A floating-point number. This value determines the chunks obtained by RAG. The value defaults to .5 if not provided. Increasing the number will cause RAG to only pull chunks over a specific relevance_threshold, which can cause fewer chunks to be returned.

recreate_index

A boolean value which allows you delete all relevant vector chunks related to the sources used in the generate request.

table

📘
Table Parameters
The table parameters are identical to the document parameters. The only difference is that enable_sectioning must be false.
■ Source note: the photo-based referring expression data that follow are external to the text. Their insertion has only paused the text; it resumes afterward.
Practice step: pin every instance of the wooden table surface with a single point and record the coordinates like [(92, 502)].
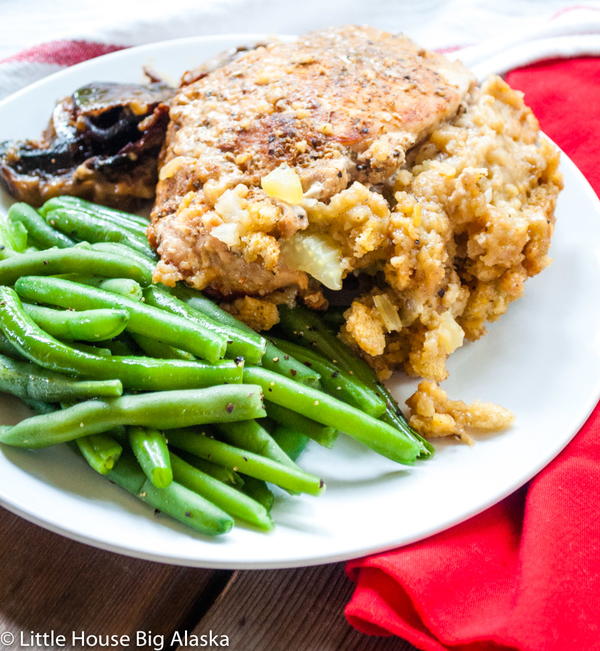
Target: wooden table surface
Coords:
[(51, 584)]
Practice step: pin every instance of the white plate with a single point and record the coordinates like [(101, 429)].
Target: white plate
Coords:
[(541, 360)]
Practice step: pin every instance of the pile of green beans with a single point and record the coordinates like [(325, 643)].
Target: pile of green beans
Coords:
[(159, 389)]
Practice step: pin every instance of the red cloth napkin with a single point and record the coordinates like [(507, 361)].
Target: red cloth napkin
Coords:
[(525, 574)]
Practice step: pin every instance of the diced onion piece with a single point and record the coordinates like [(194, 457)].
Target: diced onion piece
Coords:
[(227, 233), (231, 205), (451, 335), (387, 312), (317, 255), (283, 183)]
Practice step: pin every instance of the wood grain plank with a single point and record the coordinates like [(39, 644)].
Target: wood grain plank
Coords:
[(48, 582), (289, 610)]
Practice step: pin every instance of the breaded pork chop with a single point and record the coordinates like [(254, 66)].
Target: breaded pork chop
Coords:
[(333, 107)]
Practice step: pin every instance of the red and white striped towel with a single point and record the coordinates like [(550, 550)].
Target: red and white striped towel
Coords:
[(83, 30)]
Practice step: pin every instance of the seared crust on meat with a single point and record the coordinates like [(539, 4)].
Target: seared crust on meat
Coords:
[(351, 153), (339, 105)]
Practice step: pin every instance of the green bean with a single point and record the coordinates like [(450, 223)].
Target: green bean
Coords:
[(239, 343), (27, 381), (141, 373), (258, 490), (325, 409), (76, 218), (245, 462), (278, 361), (89, 325), (321, 434), (76, 259), (13, 237), (308, 327), (38, 230), (123, 346), (273, 358), (84, 226), (150, 449), (290, 441), (6, 348), (38, 406), (162, 409), (229, 499), (337, 382), (160, 350), (123, 286), (225, 475), (143, 319), (250, 435), (118, 216), (175, 500), (122, 250), (100, 451), (99, 351)]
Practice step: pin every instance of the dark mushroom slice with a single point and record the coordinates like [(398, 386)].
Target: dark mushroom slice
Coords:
[(102, 143)]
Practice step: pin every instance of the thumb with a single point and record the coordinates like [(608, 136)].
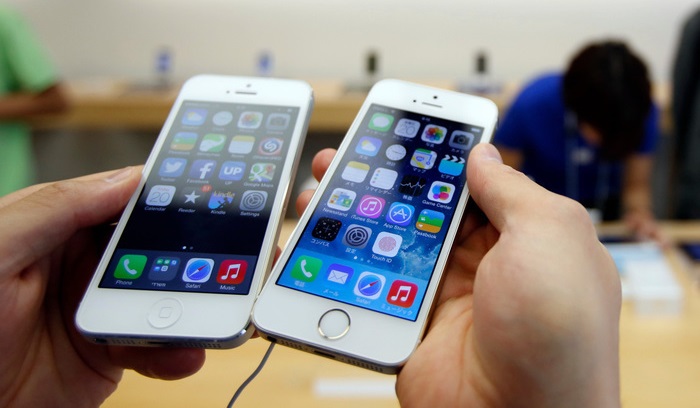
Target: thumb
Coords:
[(36, 221), (502, 193)]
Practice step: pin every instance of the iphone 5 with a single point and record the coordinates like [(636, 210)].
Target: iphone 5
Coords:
[(360, 273), (196, 241)]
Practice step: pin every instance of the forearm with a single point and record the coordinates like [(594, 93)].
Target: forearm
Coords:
[(22, 105)]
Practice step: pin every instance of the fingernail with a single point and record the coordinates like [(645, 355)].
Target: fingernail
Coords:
[(119, 175), (489, 152)]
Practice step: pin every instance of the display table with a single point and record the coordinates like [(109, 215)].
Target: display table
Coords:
[(659, 362)]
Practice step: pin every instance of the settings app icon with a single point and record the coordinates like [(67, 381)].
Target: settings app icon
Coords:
[(357, 236)]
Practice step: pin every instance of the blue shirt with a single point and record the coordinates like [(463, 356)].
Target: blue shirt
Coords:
[(535, 126)]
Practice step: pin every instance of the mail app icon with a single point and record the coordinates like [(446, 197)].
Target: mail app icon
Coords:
[(339, 273)]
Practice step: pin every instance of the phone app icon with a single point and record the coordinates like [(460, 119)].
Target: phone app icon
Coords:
[(277, 121), (326, 228), (221, 200), (164, 269), (407, 128), (430, 221), (341, 199), (355, 172), (370, 206), (253, 200), (250, 120), (383, 178), (172, 167), (241, 144), (184, 141), (412, 185), (395, 152), (262, 173), (357, 236), (222, 118), (434, 134), (198, 270), (400, 214), (271, 146), (202, 169), (160, 195), (232, 272), (306, 268), (232, 171), (194, 116), (212, 143), (452, 165), (381, 122), (369, 146), (461, 140), (130, 266), (339, 274), (387, 244), (423, 159), (402, 293), (441, 192), (369, 285)]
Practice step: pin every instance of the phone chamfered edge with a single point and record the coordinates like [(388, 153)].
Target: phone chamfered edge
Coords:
[(487, 118), (237, 336)]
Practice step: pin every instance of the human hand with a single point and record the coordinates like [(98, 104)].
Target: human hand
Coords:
[(529, 311), (51, 238)]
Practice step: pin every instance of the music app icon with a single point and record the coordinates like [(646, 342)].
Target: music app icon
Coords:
[(232, 272), (402, 293)]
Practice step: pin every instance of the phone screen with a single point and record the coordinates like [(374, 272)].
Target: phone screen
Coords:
[(374, 239), (200, 220)]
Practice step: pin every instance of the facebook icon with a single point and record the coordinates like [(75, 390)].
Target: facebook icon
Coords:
[(201, 169)]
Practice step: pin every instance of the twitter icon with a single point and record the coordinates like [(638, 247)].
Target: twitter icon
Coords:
[(172, 167)]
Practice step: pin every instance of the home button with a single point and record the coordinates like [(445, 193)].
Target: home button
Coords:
[(334, 324), (165, 313)]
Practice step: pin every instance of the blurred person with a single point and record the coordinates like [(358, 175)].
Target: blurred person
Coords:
[(29, 85), (686, 119), (590, 133), (505, 331)]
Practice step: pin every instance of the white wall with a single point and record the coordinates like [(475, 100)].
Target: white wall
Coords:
[(328, 38)]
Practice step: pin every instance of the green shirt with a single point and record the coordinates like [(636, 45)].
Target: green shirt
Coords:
[(24, 67)]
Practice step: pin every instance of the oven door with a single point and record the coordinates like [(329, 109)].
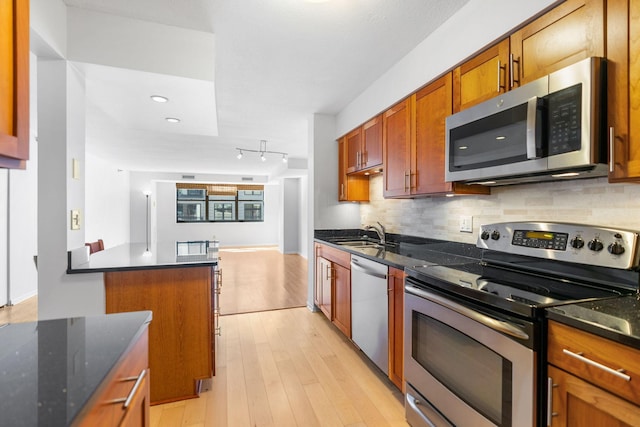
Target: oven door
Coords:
[(467, 367)]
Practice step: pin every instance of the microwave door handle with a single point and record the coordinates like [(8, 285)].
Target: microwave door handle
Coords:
[(532, 128)]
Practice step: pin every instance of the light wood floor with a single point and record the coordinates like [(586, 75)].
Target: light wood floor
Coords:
[(287, 368), (259, 279)]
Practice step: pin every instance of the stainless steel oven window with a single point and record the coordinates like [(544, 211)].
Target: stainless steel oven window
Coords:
[(475, 373)]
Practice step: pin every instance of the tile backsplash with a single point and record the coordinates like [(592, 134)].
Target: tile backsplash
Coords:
[(589, 201)]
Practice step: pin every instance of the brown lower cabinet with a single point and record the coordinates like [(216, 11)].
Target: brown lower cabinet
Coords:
[(333, 275), (396, 327), (181, 345), (584, 392), (332, 295), (126, 398)]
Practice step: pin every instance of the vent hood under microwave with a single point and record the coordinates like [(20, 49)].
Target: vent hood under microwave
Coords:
[(549, 129)]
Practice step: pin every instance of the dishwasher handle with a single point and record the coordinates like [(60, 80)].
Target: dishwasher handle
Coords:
[(358, 267)]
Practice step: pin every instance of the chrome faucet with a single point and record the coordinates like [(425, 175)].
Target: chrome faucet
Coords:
[(379, 231)]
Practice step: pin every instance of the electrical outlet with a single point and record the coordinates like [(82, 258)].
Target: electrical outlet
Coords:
[(75, 219), (466, 224)]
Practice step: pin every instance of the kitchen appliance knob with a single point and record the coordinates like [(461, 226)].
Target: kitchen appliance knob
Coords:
[(616, 248), (577, 242), (595, 245)]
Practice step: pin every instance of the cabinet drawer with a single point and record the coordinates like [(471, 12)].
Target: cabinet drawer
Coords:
[(614, 367), (107, 407), (342, 258)]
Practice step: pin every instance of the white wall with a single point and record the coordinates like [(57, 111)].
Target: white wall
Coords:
[(60, 139), (23, 218), (476, 25), (328, 212), (107, 202)]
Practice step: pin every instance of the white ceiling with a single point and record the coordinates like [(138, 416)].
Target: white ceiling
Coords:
[(277, 62)]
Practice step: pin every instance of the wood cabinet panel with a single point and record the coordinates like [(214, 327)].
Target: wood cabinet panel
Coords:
[(600, 350), (576, 403), (396, 327), (623, 71), (323, 282), (14, 83), (107, 407), (342, 298), (482, 77), (351, 188), (570, 32), (181, 332), (372, 143), (396, 148)]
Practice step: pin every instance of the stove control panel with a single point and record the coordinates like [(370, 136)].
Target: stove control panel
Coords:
[(577, 243)]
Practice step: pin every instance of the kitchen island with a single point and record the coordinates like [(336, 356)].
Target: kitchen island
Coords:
[(60, 372), (178, 286)]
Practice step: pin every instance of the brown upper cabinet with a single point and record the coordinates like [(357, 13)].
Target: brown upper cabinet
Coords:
[(432, 105), (396, 149), (14, 83), (623, 70), (364, 146), (351, 188), (414, 144), (572, 31)]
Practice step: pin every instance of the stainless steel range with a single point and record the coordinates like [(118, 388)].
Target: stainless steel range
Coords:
[(475, 332)]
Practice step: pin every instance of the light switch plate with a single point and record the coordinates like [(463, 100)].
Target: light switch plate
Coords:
[(75, 169), (75, 219), (466, 224)]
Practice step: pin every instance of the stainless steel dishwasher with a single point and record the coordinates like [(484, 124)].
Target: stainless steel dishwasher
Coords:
[(370, 309)]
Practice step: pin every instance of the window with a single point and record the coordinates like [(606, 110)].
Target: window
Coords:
[(219, 203)]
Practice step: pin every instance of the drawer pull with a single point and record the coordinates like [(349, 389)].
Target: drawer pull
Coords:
[(127, 400), (618, 373)]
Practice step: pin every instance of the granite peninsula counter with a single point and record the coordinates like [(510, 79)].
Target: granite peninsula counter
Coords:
[(54, 372), (179, 283)]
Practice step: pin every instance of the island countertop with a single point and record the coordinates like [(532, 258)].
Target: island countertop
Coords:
[(49, 370), (139, 256)]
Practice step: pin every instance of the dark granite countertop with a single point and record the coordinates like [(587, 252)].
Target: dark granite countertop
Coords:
[(139, 256), (402, 250), (50, 369), (617, 319)]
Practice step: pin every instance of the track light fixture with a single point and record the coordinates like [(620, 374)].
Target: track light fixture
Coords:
[(263, 150)]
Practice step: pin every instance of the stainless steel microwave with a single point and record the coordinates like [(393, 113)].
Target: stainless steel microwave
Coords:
[(549, 129)]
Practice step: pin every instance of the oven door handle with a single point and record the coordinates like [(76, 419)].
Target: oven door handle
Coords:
[(490, 322), (434, 419)]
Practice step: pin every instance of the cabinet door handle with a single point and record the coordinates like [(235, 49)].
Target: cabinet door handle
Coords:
[(127, 400), (618, 373), (550, 413), (500, 86), (611, 148), (512, 79)]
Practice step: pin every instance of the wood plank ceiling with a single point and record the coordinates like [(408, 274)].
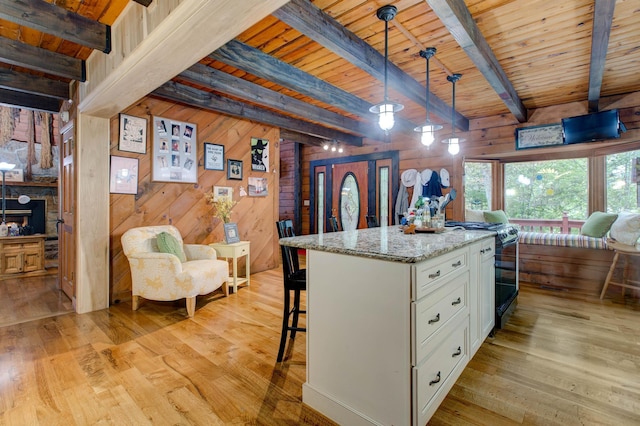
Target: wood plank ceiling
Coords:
[(314, 68)]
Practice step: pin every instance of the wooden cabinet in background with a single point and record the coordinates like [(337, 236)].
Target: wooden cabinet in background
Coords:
[(22, 255)]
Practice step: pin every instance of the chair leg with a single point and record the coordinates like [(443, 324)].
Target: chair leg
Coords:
[(135, 303), (609, 275), (285, 324), (191, 306), (296, 312)]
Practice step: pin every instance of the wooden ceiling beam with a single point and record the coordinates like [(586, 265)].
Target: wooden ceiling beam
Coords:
[(59, 22), (602, 20), (24, 55), (260, 64), (32, 84), (322, 28), (191, 96), (25, 100), (458, 20), (222, 82)]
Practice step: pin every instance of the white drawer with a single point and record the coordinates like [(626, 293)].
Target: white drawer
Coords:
[(434, 271), (434, 312), (434, 377)]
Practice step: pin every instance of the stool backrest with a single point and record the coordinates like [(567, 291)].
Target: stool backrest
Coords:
[(290, 261)]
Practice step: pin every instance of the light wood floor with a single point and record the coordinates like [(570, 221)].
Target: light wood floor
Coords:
[(562, 359)]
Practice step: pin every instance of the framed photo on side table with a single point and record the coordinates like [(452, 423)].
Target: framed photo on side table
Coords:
[(231, 234), (133, 134), (234, 169), (213, 156)]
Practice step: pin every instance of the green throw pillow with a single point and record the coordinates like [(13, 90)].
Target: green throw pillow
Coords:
[(496, 216), (167, 243), (598, 224)]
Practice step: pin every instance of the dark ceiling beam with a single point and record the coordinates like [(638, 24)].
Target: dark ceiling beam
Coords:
[(222, 82), (32, 84), (458, 20), (59, 22), (320, 27), (24, 55), (191, 96), (602, 19), (258, 63), (24, 100)]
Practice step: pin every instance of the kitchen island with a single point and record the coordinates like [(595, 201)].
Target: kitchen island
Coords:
[(392, 320)]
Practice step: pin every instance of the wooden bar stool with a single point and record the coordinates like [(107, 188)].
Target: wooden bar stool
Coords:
[(632, 254)]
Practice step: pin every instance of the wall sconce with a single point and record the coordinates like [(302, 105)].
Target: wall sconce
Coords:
[(453, 141), (428, 129), (386, 109), (333, 146)]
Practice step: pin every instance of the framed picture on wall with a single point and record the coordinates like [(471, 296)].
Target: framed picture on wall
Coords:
[(234, 169), (123, 175), (213, 156), (259, 155), (133, 134), (174, 154)]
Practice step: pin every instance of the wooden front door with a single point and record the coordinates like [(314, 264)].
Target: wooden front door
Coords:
[(349, 200), (66, 221)]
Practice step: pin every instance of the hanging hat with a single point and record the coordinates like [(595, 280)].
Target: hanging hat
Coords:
[(425, 175), (444, 178), (408, 177)]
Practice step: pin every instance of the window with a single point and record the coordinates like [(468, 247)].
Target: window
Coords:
[(622, 175), (546, 189), (478, 185)]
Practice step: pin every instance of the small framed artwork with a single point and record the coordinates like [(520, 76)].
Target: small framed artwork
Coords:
[(231, 234), (539, 136), (221, 193), (15, 175), (213, 156), (234, 169), (174, 156), (123, 175), (133, 134), (259, 155), (258, 187)]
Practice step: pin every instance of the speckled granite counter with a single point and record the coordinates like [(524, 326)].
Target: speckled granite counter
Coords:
[(387, 243)]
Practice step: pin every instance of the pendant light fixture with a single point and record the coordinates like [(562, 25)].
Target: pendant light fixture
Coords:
[(386, 109), (453, 141), (428, 129)]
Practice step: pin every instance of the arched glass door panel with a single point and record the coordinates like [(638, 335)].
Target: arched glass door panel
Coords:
[(349, 202)]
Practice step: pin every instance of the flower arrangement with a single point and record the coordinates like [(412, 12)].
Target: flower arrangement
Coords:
[(222, 206)]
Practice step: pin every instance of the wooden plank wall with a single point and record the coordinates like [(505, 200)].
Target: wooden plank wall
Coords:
[(490, 138), (184, 205)]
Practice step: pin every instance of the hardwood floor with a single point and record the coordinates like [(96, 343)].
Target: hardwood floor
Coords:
[(562, 359), (31, 299)]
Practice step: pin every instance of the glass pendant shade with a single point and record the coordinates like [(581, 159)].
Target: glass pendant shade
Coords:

This means that heat_ratio can't be set.

conversation (optional)

A dictionary value that includes one key, chunk_size

chunk_size

An integer that determines the number of tokens fed to Certara Generative AI. In order to generate a summary, Certara Generative AI will break up text given to it. Making chunk_size too large or too small can result in Certara Generative AI giving unwanted responses.

summarize (optional)

A dictionary value that includes one key, chunk_size. This parameter works exactly like conversation but for summarization.

chunk_size

📘
Chunk_size Optional
If you already created an embedding of your sources, you do not have to provide it when forwarding a generate request. If the embedding hasn't been made yet chunk_sizewill go towards making it and all generation using this data going forward will not need a chunk_size.

🚧
Chunk_size Considerations
You do not need to supply chunk size if an embedding have already been made on the document or set. For more information on how to create an embedding, review Create Embedding.

prompts (optional)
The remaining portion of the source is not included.